Ask the experts to name the success metric of good data visualization, and you will receive a dozen answers. The field doesn't have an all-encompassing metric. A useful reference is Andrew Gelman and Antony Urwin (2012) in which they discussed the tradeoff between beautiful and informative, which derives from the familiar tension between art and science.
For a while now, I've been intrigued by metrics that measure "effort". Some years ago, I described the concept of a "return on effort" in this post. Such a metric can be constructed like the dominating financial metric of return on investment. The investment here is an investment of time, of attention. I strongly believe that if the consumer judges a data visualization to be compelling, engaging or ell constructed, s/he will expend energy to devour it.
Imagine grub you discard after the first bite, compared to the delicious food experienced slowly, savoring every last bit.

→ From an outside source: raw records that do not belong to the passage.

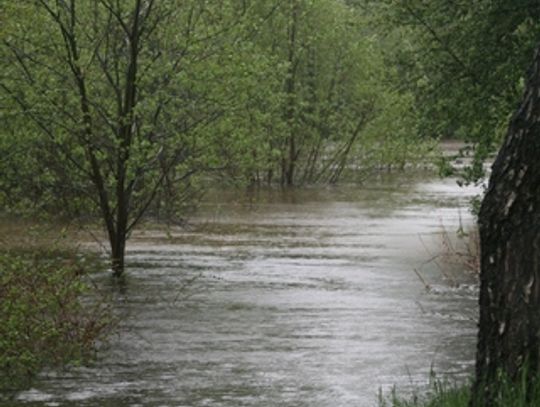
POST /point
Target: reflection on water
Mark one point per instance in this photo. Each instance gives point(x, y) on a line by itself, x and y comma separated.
point(297, 298)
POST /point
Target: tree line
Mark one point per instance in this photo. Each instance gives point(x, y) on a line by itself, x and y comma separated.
point(116, 109)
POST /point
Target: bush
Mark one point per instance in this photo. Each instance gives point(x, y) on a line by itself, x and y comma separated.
point(43, 320)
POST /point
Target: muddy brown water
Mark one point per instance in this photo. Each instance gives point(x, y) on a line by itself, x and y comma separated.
point(301, 298)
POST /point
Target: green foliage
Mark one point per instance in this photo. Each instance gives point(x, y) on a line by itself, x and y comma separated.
point(43, 320)
point(465, 63)
point(444, 394)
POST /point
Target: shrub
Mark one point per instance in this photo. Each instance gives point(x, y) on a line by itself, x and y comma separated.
point(43, 318)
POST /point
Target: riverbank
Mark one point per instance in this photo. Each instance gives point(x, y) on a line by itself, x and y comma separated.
point(50, 316)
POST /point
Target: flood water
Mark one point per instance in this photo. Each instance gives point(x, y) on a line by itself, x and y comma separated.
point(303, 298)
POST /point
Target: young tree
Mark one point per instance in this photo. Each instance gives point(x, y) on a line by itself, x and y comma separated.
point(117, 97)
point(509, 328)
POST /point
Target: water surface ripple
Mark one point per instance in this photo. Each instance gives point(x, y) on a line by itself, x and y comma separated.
point(302, 298)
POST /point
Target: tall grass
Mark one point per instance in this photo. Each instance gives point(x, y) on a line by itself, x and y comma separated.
point(510, 393)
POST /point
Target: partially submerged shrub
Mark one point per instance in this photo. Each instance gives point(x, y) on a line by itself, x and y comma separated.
point(43, 318)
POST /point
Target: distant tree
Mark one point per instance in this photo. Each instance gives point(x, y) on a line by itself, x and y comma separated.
point(509, 328)
point(464, 62)
point(117, 99)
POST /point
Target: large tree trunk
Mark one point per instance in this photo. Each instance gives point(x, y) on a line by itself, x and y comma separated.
point(509, 219)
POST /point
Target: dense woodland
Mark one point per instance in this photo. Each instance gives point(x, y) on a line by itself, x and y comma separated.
point(120, 110)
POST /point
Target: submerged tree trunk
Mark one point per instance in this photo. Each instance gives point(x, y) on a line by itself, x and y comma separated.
point(509, 219)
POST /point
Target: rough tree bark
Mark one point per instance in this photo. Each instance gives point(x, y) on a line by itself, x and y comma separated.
point(509, 220)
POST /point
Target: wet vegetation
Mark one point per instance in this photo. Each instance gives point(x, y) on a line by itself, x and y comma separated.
point(119, 112)
point(45, 319)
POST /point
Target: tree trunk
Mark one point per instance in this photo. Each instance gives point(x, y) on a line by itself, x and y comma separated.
point(509, 220)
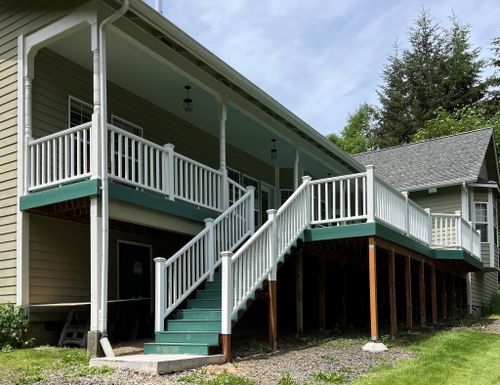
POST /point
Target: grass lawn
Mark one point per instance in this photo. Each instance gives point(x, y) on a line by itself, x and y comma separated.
point(26, 366)
point(447, 358)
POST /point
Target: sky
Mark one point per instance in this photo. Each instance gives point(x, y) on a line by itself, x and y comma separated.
point(320, 59)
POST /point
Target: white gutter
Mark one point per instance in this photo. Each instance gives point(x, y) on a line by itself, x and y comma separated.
point(103, 316)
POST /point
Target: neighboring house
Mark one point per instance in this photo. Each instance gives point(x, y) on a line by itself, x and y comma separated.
point(456, 174)
point(107, 161)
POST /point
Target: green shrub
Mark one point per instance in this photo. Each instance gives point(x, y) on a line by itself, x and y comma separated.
point(13, 327)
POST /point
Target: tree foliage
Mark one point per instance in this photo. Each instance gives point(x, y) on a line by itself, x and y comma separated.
point(439, 70)
point(356, 136)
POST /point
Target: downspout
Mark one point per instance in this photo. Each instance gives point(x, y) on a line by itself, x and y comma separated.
point(103, 316)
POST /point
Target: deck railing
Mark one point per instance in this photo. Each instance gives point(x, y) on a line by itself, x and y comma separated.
point(64, 158)
point(181, 274)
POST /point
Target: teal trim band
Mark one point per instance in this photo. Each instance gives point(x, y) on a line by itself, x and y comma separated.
point(156, 202)
point(59, 194)
point(377, 229)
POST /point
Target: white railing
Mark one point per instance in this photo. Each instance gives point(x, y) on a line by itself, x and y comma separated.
point(338, 199)
point(256, 259)
point(180, 275)
point(59, 158)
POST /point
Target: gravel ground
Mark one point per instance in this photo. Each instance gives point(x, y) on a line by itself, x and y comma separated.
point(299, 358)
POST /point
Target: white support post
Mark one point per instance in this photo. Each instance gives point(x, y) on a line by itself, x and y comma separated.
point(296, 169)
point(458, 224)
point(209, 224)
point(370, 193)
point(307, 206)
point(95, 261)
point(227, 292)
point(273, 244)
point(251, 209)
point(224, 194)
point(407, 212)
point(159, 294)
point(170, 171)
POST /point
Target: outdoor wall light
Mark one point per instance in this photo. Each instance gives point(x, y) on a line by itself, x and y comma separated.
point(187, 101)
point(274, 151)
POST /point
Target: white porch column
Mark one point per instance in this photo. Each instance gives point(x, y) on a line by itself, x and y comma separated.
point(222, 110)
point(296, 169)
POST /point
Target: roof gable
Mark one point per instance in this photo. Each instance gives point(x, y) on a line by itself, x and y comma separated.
point(437, 162)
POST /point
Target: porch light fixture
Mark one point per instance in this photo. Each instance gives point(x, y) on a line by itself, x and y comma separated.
point(187, 101)
point(274, 151)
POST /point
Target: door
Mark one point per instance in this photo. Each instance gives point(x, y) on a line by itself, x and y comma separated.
point(134, 270)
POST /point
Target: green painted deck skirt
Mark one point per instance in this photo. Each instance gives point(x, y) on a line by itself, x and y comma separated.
point(117, 191)
point(68, 192)
point(377, 229)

I'm writing this post while enjoying the September issue of Bloomberg Businessweek, which focuses on the upcoming U.S. Presidential election. There are various graphics infused into the pages of the magazine. Many of these graphics operate at a level of complexity above what typically show up in magazines, and yet I spent energy learning to understand them. This response, I believe, is what visual designers should aim for.
Today, I discuss one example of these graphics, shown on the right. You might be shocked by the throwback style of these graphics. They look like they arrived from decades ago!
Grayscale, simple forms, typewriter font, all caps. Have I gone crazy?
The article argues that a town like Ambridge in Beaver County, Pennslyvania may be pivotal in the November election. The set of graphics provides relevant data to understand this argument.
It's evidence that data visualization does not need whiz-bang modern wizardry to excel.
Let me focus on the boxy charts from the top of the column. These:
These charts solve a headache with voting margin data in the U.S. We have two dominant political parties so in any given election, the vote share data split into three buckets: Democratic, Republican, and a catch-all category that includes third parties, write-ins, and none of the above. The third category rarely exceeds 5 percent. A generic pie chart representation looks like this:
Stacked bars have this look:
In using my Trifecta framework (link), the top point is articulating the question. The primary issue here is the voting margin between the winner and the second-runner-up, which is the loser in what is typically a two-horse race. There exist two sub-questions: the vote-share difference between the top two finishers, and the share of vote effectively removed from the pot by the remaining candidates.
Now, take another look at the unusual chart form used by Bloomberg:
The catch-all vote share sits at the bottom while the two major parties split up the top section. This design demonstrates a keen understanding of the context. Consider the typical outcome, in which the top two finishers are from the two major parties. When answering the first sub-question, we can choose the raw vote shares, or the normalized vote shares. Normalizing shifts the base from all candidates to the top two candidates.
The Bloomberg chart addresses both scales. The normalized vote shares can be read directly by focusing only on the top section. In an even two-horse race, the top section is split by half - this holds true regardless of the size of the bottom section.
This is a simple chart that packs a punch.